Admission numbers for undergraduate students have increased by 11 percent this year from 2,689 to 2,976.

The school is trying to find new ways to accommodate the large number of students. Areas like the Little Theater have been used to hold theater and communication arts classes, said Joanne Llerandi, senior associate Registrar.

“Are we really so fresh out of ideas that we have to resort to having the Little Theater to hold classes?” asked senior Candice Frederick, a journalism major.

The Registrar’s office is responsible for assigning classrooms to hold the various classes that take place.

“We do get involved with making the best use of the space that’s available to us,” said Joseph Capobianco, the University Registrar.

Some teachers are also upset because they are unable to have as much contact with their students as they would like.

“I have taught some large”I have taught some large courses with many students and it’s difficult because you can’t do much creatively,” Loretta Deboy, professor of theology said. “On the other hand, I understand that St. John’s is a tuition driven school and so the balance is hard to achieve.”

“We have a working relationship with the assistant and associate deans of the different colleges who are the individuals that get course offerings to us,” Capobianco explained.

“We give them an idea of how many classrooms are available at each time of the day. As we see that maybe they’re approaching the limit for classes that we can accommodate, we let them know and they make adjustments as necessary,” he continued.

To fit the maximum number of classes in each day, classes start as early as 7 a.m. on Mondays, Wednesdays and Fridays and end as late as 6:05 p.m. on Tuesdays and Thursdays.

“People were offering classes at 7 o’clock all along. We simply encouraged them to offer even more,” said Capobianco. “St. John’s faculty and students are more willing to take classes early in the day like eight in the morning, so we have almost every classroom in use at eight in the morning.

“By spreading out, then you make better use of the facility and that’s chiefly the way we work,” he said.

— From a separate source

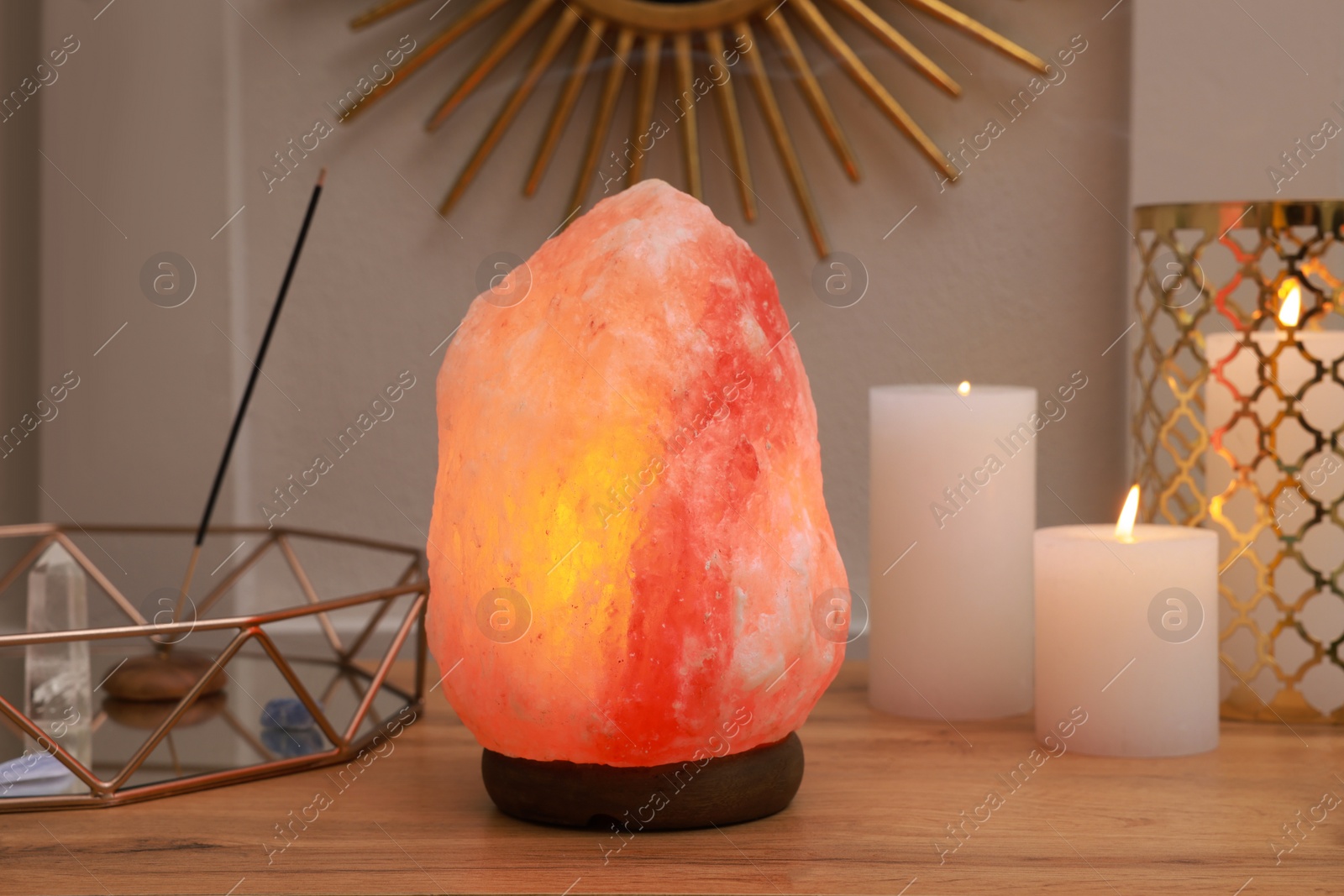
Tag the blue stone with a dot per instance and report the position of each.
(288, 714)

“It’s not the sizes of the classes that’s the problem, but the sizes of the classrooms,” said senior Kerri Rogers, an English major. “Most of the classrooms are so small. Other universities have much bigger individual classrooms.”

“We try to find the best rooms for the class,” Capobianco said. “There may be some instances at the beginning of the semester when things are a bit unsettled. For example, a room class with initially 25 students may go up to 30.”